Les enfants et l’épilepsie, l’école n’est pas prêt

Touché près de 500 000 italienne: sont diagnostiqués chaque année avec au moins 30 000 nouveaux cas. Malgré les chiffres, l’épilepsie reste une maladie inconnue. Pour dénoncer la situation est la POUX (les italiens de la Ligue Contre l’Épilepsie), à l’occasion de la ixe Journée Nationale, au sujet de la maladie qui aura lieu en Mai prochain 2.

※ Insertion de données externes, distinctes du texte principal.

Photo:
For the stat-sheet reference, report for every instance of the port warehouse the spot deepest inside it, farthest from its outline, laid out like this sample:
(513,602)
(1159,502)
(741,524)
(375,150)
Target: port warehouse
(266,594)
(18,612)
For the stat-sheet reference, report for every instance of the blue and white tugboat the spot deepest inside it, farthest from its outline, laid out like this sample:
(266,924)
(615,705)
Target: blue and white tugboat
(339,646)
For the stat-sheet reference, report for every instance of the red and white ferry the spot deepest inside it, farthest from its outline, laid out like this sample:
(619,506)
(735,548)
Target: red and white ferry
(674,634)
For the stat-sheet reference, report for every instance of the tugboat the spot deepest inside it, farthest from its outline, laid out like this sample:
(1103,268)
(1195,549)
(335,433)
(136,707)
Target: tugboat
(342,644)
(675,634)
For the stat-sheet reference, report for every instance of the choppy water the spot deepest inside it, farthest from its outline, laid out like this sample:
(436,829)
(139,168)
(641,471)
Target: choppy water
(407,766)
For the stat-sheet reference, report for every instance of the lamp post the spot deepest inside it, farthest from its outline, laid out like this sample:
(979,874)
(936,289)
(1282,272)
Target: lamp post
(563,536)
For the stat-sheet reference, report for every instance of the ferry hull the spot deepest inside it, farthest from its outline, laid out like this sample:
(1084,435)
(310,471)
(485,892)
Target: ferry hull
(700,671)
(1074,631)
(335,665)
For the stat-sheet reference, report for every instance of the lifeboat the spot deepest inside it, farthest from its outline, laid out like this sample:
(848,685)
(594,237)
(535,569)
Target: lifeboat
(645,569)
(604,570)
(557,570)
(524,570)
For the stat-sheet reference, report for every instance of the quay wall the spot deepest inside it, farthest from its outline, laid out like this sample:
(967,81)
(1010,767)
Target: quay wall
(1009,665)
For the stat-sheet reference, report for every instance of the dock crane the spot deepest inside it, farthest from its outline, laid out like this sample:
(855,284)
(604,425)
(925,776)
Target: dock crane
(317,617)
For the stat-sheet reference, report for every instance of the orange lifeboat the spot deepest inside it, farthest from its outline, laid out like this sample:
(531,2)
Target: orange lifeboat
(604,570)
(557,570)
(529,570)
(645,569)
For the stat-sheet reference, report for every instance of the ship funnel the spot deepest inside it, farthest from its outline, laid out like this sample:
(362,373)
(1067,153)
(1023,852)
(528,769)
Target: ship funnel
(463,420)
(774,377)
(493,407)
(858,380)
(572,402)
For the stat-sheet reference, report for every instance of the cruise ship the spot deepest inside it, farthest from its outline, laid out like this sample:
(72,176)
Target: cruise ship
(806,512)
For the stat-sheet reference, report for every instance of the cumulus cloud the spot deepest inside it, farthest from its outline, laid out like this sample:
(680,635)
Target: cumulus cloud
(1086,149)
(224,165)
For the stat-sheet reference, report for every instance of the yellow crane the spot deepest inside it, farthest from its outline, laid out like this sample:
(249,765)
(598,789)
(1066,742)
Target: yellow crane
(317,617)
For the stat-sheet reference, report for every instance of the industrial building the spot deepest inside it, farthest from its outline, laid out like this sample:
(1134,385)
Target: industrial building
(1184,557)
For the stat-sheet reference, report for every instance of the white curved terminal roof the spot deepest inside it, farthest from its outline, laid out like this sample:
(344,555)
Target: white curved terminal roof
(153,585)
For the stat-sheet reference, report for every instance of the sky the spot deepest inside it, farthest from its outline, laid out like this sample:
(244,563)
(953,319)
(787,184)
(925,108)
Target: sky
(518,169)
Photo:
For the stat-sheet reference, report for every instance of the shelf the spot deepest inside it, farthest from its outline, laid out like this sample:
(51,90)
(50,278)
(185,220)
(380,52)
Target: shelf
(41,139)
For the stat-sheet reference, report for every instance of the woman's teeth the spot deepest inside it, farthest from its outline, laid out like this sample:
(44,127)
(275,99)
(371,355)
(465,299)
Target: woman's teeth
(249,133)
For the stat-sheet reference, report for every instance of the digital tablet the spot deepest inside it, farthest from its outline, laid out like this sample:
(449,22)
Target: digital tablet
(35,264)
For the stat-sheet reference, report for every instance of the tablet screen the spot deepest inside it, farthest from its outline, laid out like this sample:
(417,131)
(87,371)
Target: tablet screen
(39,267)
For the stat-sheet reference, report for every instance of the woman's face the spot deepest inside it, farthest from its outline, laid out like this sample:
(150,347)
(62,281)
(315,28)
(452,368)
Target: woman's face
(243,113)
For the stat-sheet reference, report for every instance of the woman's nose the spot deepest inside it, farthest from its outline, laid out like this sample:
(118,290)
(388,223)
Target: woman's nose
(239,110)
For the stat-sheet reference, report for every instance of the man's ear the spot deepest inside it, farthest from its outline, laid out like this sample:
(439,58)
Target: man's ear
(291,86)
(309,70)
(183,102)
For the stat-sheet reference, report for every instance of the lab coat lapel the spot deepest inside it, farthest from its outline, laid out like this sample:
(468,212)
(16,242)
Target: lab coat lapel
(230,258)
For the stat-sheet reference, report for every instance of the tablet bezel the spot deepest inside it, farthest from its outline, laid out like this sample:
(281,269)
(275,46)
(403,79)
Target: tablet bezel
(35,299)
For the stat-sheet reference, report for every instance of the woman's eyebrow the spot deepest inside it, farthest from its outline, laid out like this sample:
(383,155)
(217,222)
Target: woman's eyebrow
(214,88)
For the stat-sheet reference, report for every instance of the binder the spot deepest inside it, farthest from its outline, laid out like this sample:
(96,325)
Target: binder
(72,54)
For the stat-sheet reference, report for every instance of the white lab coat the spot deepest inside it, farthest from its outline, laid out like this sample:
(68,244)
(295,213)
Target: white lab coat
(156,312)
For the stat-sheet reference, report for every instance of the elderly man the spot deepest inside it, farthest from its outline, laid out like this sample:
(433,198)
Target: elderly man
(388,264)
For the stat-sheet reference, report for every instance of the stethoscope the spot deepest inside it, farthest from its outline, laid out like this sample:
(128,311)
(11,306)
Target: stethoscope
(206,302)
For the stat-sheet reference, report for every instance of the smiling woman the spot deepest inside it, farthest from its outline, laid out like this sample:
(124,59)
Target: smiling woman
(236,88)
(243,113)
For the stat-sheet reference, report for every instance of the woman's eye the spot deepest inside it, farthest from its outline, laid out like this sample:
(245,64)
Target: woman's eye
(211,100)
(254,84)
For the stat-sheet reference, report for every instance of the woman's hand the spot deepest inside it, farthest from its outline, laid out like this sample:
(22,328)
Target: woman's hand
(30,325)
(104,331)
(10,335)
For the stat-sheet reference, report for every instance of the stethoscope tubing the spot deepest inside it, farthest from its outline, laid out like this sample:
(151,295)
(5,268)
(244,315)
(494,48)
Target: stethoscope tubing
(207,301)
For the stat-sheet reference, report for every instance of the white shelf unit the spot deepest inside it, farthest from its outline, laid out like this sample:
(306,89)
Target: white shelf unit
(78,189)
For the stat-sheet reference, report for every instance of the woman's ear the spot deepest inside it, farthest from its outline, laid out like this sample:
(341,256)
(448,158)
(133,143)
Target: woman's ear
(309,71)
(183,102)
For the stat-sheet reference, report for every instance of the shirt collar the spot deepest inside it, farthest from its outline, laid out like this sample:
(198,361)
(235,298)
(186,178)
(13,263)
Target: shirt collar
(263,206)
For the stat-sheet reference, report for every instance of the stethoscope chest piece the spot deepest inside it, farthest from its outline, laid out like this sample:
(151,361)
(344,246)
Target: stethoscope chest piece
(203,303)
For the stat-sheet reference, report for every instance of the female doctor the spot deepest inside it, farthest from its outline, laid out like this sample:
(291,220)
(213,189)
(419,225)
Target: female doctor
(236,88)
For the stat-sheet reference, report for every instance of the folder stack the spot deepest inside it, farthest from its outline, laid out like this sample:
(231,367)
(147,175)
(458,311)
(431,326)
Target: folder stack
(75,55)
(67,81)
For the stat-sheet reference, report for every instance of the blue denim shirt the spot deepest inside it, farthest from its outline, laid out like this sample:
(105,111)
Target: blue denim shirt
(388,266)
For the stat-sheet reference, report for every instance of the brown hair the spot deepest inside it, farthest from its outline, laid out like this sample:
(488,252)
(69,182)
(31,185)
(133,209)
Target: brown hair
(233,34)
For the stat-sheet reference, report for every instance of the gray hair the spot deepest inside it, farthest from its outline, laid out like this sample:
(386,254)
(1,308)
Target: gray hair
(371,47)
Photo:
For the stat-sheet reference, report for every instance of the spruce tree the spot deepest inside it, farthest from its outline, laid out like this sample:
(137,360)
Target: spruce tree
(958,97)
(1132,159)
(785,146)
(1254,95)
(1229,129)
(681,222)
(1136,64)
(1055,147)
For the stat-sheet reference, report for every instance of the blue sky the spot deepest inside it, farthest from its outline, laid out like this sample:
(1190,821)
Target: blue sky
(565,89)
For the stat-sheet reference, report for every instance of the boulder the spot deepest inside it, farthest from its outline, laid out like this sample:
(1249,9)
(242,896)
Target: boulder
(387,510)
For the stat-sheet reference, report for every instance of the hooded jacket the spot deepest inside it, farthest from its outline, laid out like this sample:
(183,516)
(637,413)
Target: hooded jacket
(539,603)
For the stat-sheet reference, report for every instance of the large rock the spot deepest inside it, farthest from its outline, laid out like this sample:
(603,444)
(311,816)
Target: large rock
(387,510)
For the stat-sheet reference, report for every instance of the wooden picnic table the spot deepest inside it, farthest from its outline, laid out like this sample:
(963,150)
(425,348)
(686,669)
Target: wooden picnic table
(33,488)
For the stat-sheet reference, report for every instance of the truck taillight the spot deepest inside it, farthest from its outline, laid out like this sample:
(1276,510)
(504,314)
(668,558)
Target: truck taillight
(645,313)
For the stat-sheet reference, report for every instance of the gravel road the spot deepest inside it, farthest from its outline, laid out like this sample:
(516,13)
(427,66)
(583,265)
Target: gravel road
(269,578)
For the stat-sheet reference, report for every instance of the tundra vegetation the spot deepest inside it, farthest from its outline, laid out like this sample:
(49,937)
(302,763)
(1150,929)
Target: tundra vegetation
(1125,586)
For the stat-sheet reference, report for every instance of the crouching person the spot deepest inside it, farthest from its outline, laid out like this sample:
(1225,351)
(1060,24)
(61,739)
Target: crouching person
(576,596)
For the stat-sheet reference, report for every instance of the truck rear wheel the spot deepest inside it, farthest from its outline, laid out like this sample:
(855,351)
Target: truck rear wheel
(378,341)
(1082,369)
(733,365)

Les préjugés sont encore nombreux, et ce qui est pire, c’est que sont touchés, la plupart des enfants et des adolescents. Dans trois quarts des cas, l’apparition de la maladie se produit avant l’âge de 20 ans, la plupart des enfants d’âge scolaire. Pour cette raison, l’association a décidé de publier les données d’une recherche Doxa conduite environ 600 enseignants des écoles primaires et secondaires inférieures. Incroyable mais vrai, 99,7% des répondants ont dit que la compréhension de la maladie, dont 75% de l’expérience directe (parents, élèves, amis).

Malheureusement, cependant, cette connaissance est révélé dans le contenu plutôt limitée. 60% des enseignants pensent encore que l’épilepsie est une maladie très rare, principalement héréditaire et incurable. 64% d’entre eux dit qu’il ne sait pas comment se comporter devant une crise d’épilepsie et, pire encore, 58% des enseignants effectuerait en cas de besoin, les manœuvres absolument faux, comme de mettre quelque chose dans la bouche de l’enfant, ou de la tenir!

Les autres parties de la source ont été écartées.